Fig. 3. Decrease in percent of PD-1–positive CD4 and CD8 T cells after RAD001 treatment.

The percent of PD-1–positive CD4 and CD8 T cells was determined by fluorescence-activated cell sorting analysis of PBMC samples at baseline, after 6 weeks of drug treatment (week 6), 6 weeks after study drug discontinuation, and 4 weeks after influenza vaccination (week 12). (A) There was a significant decrease of 30.2% in PD-1–positive CD4 T cells at week 6 in the pooled RAD001-treated cohort (n = 84) compared to the placebo cohort (n = 25) [P = 0.03 (q = 0.13)]. The decrease in PD-1–positive CD4 T cells at week 12 in the pooled RAD001-treated cohort compared to the placebo cohort was 32.7% [P = 0.05 (q = 0.19)]. (B) There was a significant decrease of 37.4% in PD-1–positive CD8 T cells at week 6 in the pooled RAD001-treated cohort (n = 84) compared to the placebo cohort (n = 25) [P = 0.008 (q = 0.07)]. The decrease in PD-1–positive CD8 T cells at week 12 in the pooled RAD001-treated cohort compared to the placebo cohort was 41.4% [P = 0.066 (q = 0.21)].

DISCUSSION

The data presented here suggest that the mTOR inhibitor RAD001 ameliorated the age-related decline in immunological function of human elderly volunteers as assessed by response to influenza vaccination, and that this amelioration was obtained with an acceptable risk/benefit balance.
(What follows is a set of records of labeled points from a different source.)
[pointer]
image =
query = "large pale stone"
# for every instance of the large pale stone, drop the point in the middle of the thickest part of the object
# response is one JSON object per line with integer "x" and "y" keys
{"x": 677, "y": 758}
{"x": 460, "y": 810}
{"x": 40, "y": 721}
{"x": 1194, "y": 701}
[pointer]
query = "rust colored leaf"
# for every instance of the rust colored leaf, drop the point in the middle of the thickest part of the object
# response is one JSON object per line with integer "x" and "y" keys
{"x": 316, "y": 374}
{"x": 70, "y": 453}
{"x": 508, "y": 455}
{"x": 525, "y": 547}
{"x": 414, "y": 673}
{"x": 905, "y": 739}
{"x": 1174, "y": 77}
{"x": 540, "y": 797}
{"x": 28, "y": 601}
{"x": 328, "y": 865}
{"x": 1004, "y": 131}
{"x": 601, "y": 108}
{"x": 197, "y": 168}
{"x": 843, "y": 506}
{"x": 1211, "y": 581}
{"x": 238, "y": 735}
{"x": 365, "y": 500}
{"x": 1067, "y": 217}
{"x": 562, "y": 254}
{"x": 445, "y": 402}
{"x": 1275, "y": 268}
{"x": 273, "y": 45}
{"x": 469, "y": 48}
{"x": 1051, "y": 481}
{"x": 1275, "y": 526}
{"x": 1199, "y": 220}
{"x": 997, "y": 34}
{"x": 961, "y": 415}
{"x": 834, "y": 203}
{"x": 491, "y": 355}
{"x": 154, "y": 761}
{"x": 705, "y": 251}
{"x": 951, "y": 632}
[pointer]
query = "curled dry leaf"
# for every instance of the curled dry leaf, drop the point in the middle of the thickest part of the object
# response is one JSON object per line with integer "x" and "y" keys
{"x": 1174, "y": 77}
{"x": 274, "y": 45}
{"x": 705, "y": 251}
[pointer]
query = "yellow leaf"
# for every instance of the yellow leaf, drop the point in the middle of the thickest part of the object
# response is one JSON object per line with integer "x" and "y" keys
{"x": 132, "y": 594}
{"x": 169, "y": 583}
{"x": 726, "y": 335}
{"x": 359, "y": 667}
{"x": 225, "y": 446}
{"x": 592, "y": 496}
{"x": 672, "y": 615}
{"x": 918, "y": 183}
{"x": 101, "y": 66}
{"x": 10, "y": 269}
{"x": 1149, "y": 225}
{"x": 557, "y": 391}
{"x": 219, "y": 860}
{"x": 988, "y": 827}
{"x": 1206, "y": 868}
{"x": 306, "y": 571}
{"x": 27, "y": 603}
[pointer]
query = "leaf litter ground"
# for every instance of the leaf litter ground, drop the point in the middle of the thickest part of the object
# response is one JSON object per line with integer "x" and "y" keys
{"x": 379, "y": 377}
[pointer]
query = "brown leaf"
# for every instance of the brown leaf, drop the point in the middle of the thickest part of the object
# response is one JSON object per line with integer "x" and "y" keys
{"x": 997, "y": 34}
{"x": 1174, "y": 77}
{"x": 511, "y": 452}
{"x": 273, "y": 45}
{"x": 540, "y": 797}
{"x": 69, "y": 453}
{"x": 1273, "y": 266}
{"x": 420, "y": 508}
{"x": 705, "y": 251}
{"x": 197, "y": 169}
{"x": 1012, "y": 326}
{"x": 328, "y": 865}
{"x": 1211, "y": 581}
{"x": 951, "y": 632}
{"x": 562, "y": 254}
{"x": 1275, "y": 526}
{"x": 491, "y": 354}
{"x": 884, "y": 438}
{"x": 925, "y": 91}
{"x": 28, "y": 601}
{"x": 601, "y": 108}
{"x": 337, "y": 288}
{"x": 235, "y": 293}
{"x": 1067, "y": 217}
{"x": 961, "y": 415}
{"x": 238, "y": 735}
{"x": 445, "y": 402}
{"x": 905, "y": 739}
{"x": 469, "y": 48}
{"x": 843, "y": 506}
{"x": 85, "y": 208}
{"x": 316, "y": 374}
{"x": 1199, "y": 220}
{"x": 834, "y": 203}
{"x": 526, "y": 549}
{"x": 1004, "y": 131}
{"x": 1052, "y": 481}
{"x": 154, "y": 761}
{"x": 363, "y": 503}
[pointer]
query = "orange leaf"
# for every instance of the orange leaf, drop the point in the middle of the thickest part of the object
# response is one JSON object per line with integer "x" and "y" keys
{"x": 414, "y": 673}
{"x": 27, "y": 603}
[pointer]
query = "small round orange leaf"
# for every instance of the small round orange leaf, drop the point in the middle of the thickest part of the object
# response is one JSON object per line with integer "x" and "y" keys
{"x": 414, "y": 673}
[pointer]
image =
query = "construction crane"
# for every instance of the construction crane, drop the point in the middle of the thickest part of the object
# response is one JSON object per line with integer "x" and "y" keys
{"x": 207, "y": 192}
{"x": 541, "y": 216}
In a study of elderly mice, treatment with the mTOR inhibitor rapamycin for 6 weeks not only enhanced the response to influenza vaccination but also extended life span (10). Although that was a small preclinical study that needs to be replicated, those results raise the possibility that amelioration of immunosenescence may be a marker of a broader effect on aging-related phenotypes. It remains to be determined whether RAD001 ameliorates additional aging-related conditions beyond a diminished vaccination response in elderly humans.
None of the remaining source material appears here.